Prosecutor asks Bogota court to sentence FARC bombers

A prosecutor on Tuesday requested that three members of Colombia’s largest rebel group, FARC, be sentenced for their roles in a deadly 2002 bike bomb in the country’s capital, Bogota.

The request was made by the prosecution during the trial of leaders of the urban FARC front in Bogota, Red Urbana Antonio Nariño, and according to the prosecution, the evidence collected by investigators shows they were responsible for the attack.

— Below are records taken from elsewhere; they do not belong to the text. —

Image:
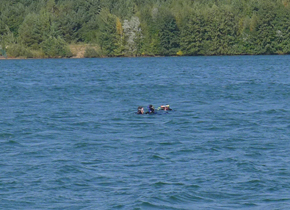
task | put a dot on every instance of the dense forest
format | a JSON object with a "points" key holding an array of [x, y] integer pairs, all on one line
{"points": [[49, 28]]}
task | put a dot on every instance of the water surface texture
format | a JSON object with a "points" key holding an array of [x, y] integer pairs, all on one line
{"points": [[70, 138]]}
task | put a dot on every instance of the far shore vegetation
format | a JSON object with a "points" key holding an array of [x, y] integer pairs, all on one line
{"points": [[131, 28]]}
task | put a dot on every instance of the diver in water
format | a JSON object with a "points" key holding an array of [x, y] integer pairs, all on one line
{"points": [[151, 109], [140, 110], [165, 108]]}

Jerson Murillo Pachon, first in command of the group; Francisco Javier Rivera, second in command; and Luis Norberto Urrego Cano, who allegedly placed the explosives are to be tried on charges of aggravated murder of protected persons, terrorist acts and harming the well-being of others.

On January 26, 2002, a bomb exploded in the Bogota neighborhood of Fatima killing four policemen and a young girl.

The prosecutor reportedly reminded the court that both publicly and at the 2002 negotiating table between the government and the FARC in San Vicente del Caguan, the FARC’s Southern Block Commander, Milton de Jesus Toncel, admitted FARC’s responsibility for the bike bombing that led to the deaths of four policemen and the child.

In 2009, Pachon and Luis Norberto Urrego were sentenced to 11 to 12 years in prison for a 2001 bar bombing that injured 12 people in Bogota’s Terraza Pasteur shopping center.